How could you pass up the chance to see the Founding Fathers breakdance ? :happy:


----------



## SG_67 (Mar 22, 2014)

Brio1 said:


> How could you pass up the chance to see the Founding Fathers breakdance ? :happy:


Thst'd be the shiz-nit dawg!


----------



## Cassadine (Aug 22, 2017)

With the passing of Tom Wolfe, I felt it necessary to reignite this thread. Ayn Rand has to be in any thinking person's top five "awfuls". Prose as dense as concrete; characters as wooden as a pair of Dutch clogs; "philosophy" as muddled as a 1 year old's birthday bash.


----------



## Miket61 (Mar 1, 2008)

I bought "A Man in Full" because it was set here in Atlanta. I knew all of the places, and some of the actual people.

It was good, but I felt that his editor must have said to cut 200 pages so he took it off the end and wrapped it up in the most disappointing and unlikely manner possible.


----------



## jts287 (Apr 19, 2018)

I vote for Cormac McCarthy, but only based on Blood Meridian. I think No Country for Old Men is a cinematic masterpiece, but haven't read it, as recent fiction (post-1950's) isn't my genre. I borrowed Blood Meridian from a family member, and I think I have about fifty pages left, but I just can't. The writing is boring and the journey pointless.


----------



## Cassadine (Aug 22, 2017)

Miket61 said:


> I bought "A Man in Full" because it was set here in Atlanta. I knew all of the places, and some of the actual people.
> 
> It was good, but I felt that his editor must have said to cut 200 pages so he took it off the end and wrapped it up in the most disappointing and unlikely manner possible.


Wolfe was known for voluminous manuscripts that gave his editors nightmares. I cannot fathom editing an author with his style.


----------



## Mr. B. Scott Robinson (Jan 16, 2017)

Miket61 said:


> I bought "A Man in Full" because it was set here in Atlanta. I knew all of the places, and some of the actual people.
> 
> It was good, but I felt that his editor must have said to cut 200 pages so he took it off the end and wrapped it up in the most disappointing and unlikely manner possible.


Yep, "A Man in Full" was a dog. Wolfe should have had an Atlantan proof it. The ending was absurd.

I think I remember several references to "loamy loins" and "hillocks like verdant breasts".

Cheers,

BSR


----------



## eagle2250 (Mar 24, 2006)

jts287 said:


> I vote for Cormac McCarthy, but only based on Blood Meridian.

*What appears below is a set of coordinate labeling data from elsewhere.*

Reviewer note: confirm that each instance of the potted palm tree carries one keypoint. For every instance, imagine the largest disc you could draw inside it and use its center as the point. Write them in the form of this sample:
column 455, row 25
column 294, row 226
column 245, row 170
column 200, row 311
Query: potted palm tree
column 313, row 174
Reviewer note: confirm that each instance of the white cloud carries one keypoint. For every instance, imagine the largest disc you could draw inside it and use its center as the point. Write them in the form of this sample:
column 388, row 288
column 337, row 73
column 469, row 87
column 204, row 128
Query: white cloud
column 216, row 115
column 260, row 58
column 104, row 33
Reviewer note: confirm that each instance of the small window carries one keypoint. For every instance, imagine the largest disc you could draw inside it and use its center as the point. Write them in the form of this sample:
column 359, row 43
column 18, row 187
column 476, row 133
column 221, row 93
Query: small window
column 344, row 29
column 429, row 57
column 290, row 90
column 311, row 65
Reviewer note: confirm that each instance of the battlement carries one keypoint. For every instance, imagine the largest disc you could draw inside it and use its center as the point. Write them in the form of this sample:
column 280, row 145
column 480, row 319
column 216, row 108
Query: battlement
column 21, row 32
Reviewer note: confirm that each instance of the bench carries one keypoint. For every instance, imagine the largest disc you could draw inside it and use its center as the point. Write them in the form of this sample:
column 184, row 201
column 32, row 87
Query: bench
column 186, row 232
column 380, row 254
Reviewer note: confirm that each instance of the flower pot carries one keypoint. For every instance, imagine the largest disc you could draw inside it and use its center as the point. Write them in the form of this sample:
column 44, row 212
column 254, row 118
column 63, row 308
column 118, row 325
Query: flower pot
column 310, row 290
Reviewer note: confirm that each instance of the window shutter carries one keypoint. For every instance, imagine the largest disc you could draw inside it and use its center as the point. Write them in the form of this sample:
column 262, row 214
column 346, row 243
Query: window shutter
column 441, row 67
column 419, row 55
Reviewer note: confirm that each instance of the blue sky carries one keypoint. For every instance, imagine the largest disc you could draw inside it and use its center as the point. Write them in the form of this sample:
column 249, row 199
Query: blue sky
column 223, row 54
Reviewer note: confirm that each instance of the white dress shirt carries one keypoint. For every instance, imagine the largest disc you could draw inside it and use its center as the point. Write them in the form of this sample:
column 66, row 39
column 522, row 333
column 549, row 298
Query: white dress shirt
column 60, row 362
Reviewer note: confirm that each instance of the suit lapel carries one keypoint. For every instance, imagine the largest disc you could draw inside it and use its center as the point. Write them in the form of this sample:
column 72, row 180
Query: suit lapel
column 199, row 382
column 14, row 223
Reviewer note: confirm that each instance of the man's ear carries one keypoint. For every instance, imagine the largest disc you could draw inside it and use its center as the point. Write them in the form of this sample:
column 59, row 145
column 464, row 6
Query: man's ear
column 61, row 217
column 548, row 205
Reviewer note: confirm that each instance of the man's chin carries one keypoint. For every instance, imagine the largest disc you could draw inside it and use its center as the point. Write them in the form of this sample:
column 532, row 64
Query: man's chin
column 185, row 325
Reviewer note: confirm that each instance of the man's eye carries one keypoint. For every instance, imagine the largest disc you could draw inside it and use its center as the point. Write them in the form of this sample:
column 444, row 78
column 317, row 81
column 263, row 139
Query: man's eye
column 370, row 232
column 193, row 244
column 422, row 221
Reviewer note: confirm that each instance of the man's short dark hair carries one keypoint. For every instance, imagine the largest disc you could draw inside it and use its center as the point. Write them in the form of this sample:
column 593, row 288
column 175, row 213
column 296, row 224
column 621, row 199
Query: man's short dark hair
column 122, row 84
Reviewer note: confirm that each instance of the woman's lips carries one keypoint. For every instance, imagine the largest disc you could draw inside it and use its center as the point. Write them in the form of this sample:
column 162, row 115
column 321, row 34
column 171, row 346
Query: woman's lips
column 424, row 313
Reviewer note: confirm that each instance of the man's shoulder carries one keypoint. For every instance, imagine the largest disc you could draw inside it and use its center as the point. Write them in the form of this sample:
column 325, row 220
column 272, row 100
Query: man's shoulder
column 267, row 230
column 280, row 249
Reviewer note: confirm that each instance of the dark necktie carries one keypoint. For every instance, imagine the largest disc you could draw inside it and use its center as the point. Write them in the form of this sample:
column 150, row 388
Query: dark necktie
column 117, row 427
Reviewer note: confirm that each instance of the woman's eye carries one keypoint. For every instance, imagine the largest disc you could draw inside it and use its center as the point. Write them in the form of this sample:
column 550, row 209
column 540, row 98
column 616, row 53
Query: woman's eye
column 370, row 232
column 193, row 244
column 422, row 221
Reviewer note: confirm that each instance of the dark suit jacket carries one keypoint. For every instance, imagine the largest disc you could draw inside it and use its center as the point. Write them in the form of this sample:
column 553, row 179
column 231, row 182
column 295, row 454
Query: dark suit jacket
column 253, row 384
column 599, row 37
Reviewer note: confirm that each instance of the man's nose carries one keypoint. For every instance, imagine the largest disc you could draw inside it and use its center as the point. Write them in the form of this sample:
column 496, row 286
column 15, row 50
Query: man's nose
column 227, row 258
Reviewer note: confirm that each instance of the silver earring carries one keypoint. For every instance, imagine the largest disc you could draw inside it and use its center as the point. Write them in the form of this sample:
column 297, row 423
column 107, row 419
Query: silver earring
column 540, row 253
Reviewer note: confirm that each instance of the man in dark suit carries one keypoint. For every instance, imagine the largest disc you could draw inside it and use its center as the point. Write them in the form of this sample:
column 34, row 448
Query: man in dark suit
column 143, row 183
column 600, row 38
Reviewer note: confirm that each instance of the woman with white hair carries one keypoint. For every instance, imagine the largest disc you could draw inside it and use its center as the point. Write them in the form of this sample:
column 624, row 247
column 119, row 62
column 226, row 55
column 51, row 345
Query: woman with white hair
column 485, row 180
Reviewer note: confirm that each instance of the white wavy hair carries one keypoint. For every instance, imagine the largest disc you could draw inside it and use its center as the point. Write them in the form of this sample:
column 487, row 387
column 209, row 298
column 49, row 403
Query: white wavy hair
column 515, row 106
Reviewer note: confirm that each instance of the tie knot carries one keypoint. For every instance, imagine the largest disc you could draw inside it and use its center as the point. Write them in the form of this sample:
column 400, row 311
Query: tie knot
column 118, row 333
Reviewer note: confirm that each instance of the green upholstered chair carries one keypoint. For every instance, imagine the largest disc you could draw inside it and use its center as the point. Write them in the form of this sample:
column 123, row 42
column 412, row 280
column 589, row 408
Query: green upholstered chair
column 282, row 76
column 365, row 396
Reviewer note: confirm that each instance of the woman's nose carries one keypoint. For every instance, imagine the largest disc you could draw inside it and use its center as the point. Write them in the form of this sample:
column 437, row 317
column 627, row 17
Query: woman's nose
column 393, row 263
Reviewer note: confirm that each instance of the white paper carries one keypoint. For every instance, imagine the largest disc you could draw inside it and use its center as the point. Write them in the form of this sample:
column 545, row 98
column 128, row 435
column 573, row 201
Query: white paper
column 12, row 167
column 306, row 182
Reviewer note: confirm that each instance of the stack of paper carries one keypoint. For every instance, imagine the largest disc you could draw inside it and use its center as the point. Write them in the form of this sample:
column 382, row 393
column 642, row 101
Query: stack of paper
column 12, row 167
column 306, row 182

I think No Country for Old Men is a cinematic masterpiece, but haven't read it, as recent fiction (post-1950's) isn't my genre. I borrowed Blood Meridian from a family member, and I think I have about fifty pages left, but I just can't. The writing is boring and the journey pointless.


Not to be disagreeable, but offering a dissenting opinion, nonetheless, I rather enjoy reading Cormac McCarthy...No Country For Old Men, The Road, Blood Meridian, Suttree......all great reads.


----------



## drlivingston (Jun 21, 2012)

By the way, if anyone finds himself in Montgomery, AL, you can stay at F. Scott & Zelda Fitzgerald's former home for $150 per night. 
https://www.airbnb.com/rooms/17459957


----------



## Mr. B. Scott Robinson (Jan 16, 2017)

drlivingston said:


> By the way, if anyone finds himself in Montgomery, AL, you can stay at F. Scott & Zelda Fitzgerald's former home for $150 per night.
> https://www.airbnb.com/rooms/17459957


And you can visit the grave of Hank Williams, a most notable highly rated musician!

Cheers,

BSR


----------



## derum (Dec 29, 2008)

drlivingston said:


> By the way, if anyone finds himself in Montgomery, AL, you can stay at F. Scott & Zelda Fitzgerald's former home for $150 per night.
> https://www.airbnb.com/rooms/17459957


Dont forget to visit the Alabama Shakespeare Festival.

(It's actually worth it).


----------



## drlivingston (Jun 21, 2012)

derum said:


> Dont forget to visit the Alabama Shakespeare Festival.
> 
> (It's actually worth it).


It is one of the crown jewels of our oft-maligned state.


----------



## Cassadine (Aug 22, 2017)

Mr. B. Scott Robinson said:


> And you can visit the grave of Hank Williams, a most notable highly rated musician!
> 
> Cheers,
> 
> BSR


And that likely does not possess a $150 surcharge.


----------